Yılmaz, bu topraklarda Müslüman, Hristiyan ve Yahudi'nin yıllarca bir arada yaşadığını anımsattı. PKK'nın bir açıklama yapması gerektiğini kaydeden Yılmaz, şöyle konuştu:
Kimse bizleri suçlamasın
"Örgütün bu noktadan sonra ciddi bir açıklama yapması gerekiyor. Bizleri suçlayacağına sahadaki YDG-H çetelerine sahip çıksınlar. Bizim gençlerimizi öfkeyle kinle neden dolduruyorlar. Sevgiyle dolu olan kalplerine neden kin ve nefret tohumlarını ekiyorlar. Ama karşımızda laftan anlamayan, bugüne kadar bütün gücünü silahtan, öldürmeden ve kandan alan bir örgüt var. En iyi bildiği şey öldürmek, 'öldür kazan, öldür sindir' diyor. Böyle bir örgüt güçlendikçe canavarlaşıyor. Bu canavarın seçim sonrası ilk eylemidir."
Türkiye toplumunun ve İslami cemaatlerin bu konuya duyarlı olmalarını isteyen Yılmaz, "Baran'ın babası yıkılmış, annesi perişan halde. Eşi, çocukları var daha doğmamış bir bebeği var. Ne için, örgütün ideolojik hakimiyeti için. Kürtlükse herkes Kürt'tür ama eğer ideolojik hakimiyetse o zaman halkın bunu görmesi lazım. Bize yüzlerce saldırı var onlarca kardeşimiz şehit edildi ama görünen o ki yöntem değiştirdiler evlerimizde, iş yerlerimizde veya sokakta bize yönelecekler" diye konuştu.
Gençlerin evlerine çekilmesi istendi
Üyelerine sabırlı olmalarını tavsiye ettiklerini dile getiren Yılmaz, şöyle devam etti:
"Hüda Par olarak bütün gençlerin evlerine çekilmelerini, provokasyona gelmemelerini ve sokaklardan uzak durmalarını tavsiye ettik. Sağduyulu olmalarını, sabırlı olmalarını söyledik. Sosyal medya öyle bir alan ki kimin ne yaptığı belli değil. Sosyal medya kirli bir alandır, resmi olmadığı müddetçe itibar etmemek lazım. Birileri ortalığı karıştırmak isteyip de bir başka yapının üzerine atabilir, karşı karşıya getirmek isteyebilir. Üyelerimize düşen sabırlı olmalarıdır."
"Bir daha gençlerimiz ölmesin, düşüncesi ve fikri ne olursa olsun. Gençlerimize sahip çıkmamız ve karşı karşıya getirmememiz lazım.

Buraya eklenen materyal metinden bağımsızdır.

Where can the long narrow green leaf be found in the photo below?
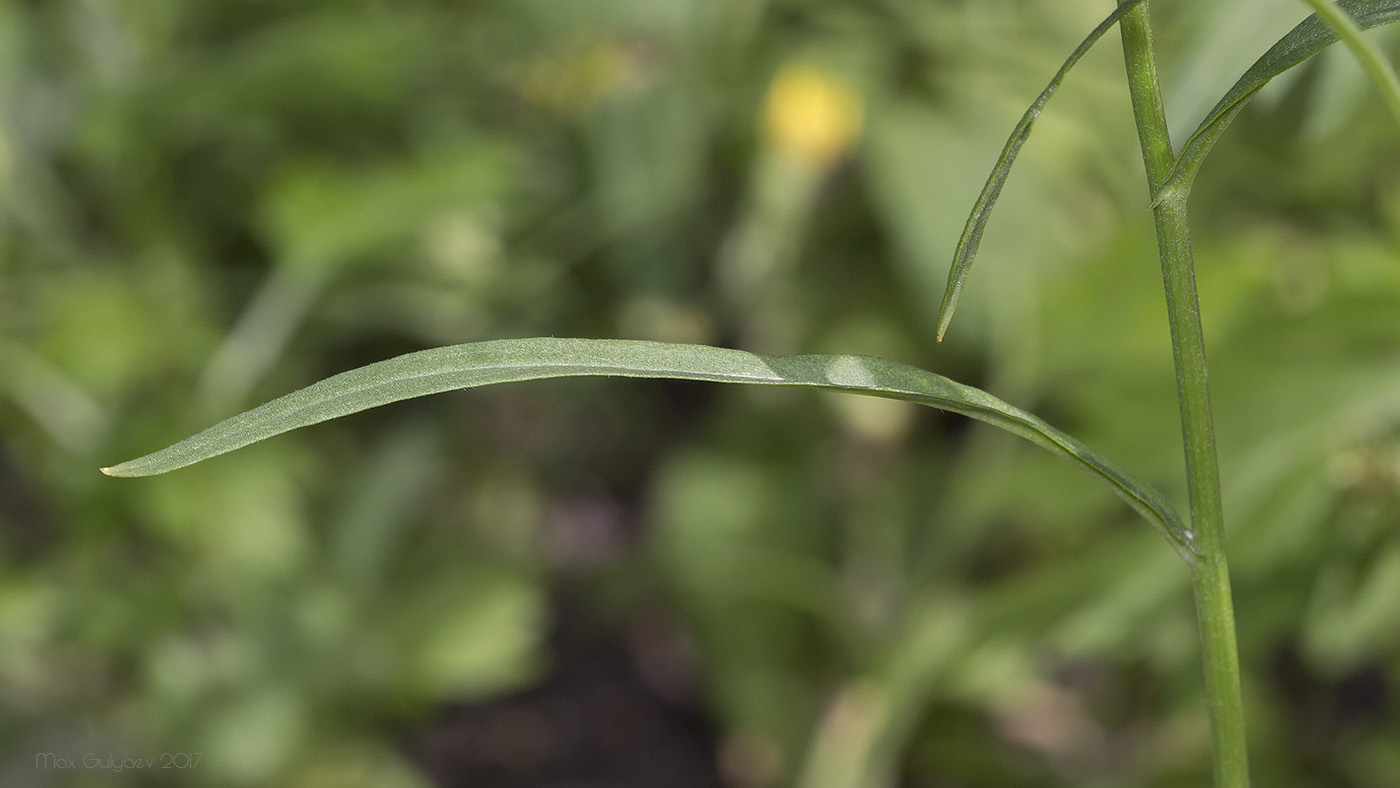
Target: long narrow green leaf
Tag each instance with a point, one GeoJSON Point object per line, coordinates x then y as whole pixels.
{"type": "Point", "coordinates": [1311, 37]}
{"type": "Point", "coordinates": [500, 361]}
{"type": "Point", "coordinates": [1372, 62]}
{"type": "Point", "coordinates": [970, 240]}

Siyasilere düşen budur. İnşallah son olur" ifadesini kullanan Yılmaz, kimsenin anne ve babaları ağlatmaya, çocukları yetim bırakmaya hakkının olmadığını sözlerine ekledi.
Yılmaz'ın konuşmasının ardından grup, HDP ve Eş Genel Başkanı Selahattin Demirtaş ile PKK aleyhine slogan attı. Baran'ın cenazesi salavatlar eşliğinde 6-7 Ekim'deki izinsiz gösteriler sırasında katledilen Yasin Börü ve arkadaşlarının yanına defnedildi. Grup daha sonra dağıldı.